Kiev, August 20, Interfax - The cross that activists from the movement FEMEN sawed down in central Kiev turned out to be Catholic, not Orthodox, the Ukrainian public organization Orthodox Choice told Interfax-Religion.
"This cross was put by Transcarpathian uniates in memory of the people martyred by ChK and NKVD in the 1920s and the 1930s without any authorization in 2004," the source said.
However, the majority of the people who were subjected to repression in the former building of the Noble Girls' Institute in Kiev were Orthodox clergymen, Russian officers and soldiers, and activists from the Russian People's Union and other monarchist organizations, the source said.
"It is also obvious that the majority of the people who were subjected to repression under Stalin were Orthodox Christians. It has to be said that that repression was also a manifestation of the persecution of the Orthodox Church in the atheist period of the Soviet rule," the source said.
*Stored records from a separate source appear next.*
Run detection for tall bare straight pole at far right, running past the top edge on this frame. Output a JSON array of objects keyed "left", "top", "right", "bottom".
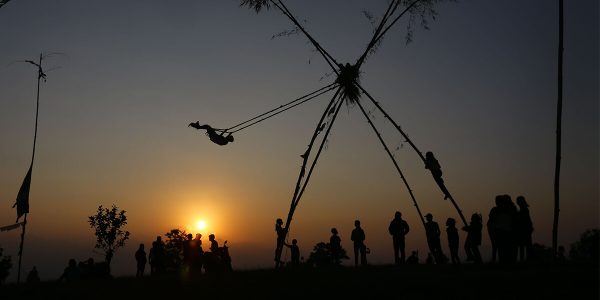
[{"left": 552, "top": 0, "right": 564, "bottom": 258}]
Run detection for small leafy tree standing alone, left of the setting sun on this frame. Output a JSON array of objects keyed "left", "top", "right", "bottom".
[{"left": 88, "top": 204, "right": 129, "bottom": 266}]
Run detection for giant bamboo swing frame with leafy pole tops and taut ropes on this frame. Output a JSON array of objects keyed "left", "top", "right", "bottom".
[{"left": 195, "top": 0, "right": 467, "bottom": 268}]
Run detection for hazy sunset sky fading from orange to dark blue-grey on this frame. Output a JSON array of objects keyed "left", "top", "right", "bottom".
[{"left": 0, "top": 0, "right": 600, "bottom": 280}]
For this reason, it would have been fair to put an Orthodox cross near the building of the current Arts Palace in Kiev in memory of the Orthodox Christians killed in the 1920s and the 1930s, the source said.
"We are asking the Ukrainian law enforcement agencies to subject to criminal liability activists from the movement FEMEN, who have committed blasphemous anti-Christian acts before. We also believe the Justice Ministry has enough grounds to ban FEMEN as an organization posing danger to society," the statement says.
According to earlier reports, FEMEN activists sawed down a cross in central Kiev located near the International Center for Culture and Arts (Oktyabrsky Palace) to express their solidarity and support of Pussy Riot.
A criminal case was opened on the basis of the article of the Ukrainian Criminal Code dealing with hooliganism.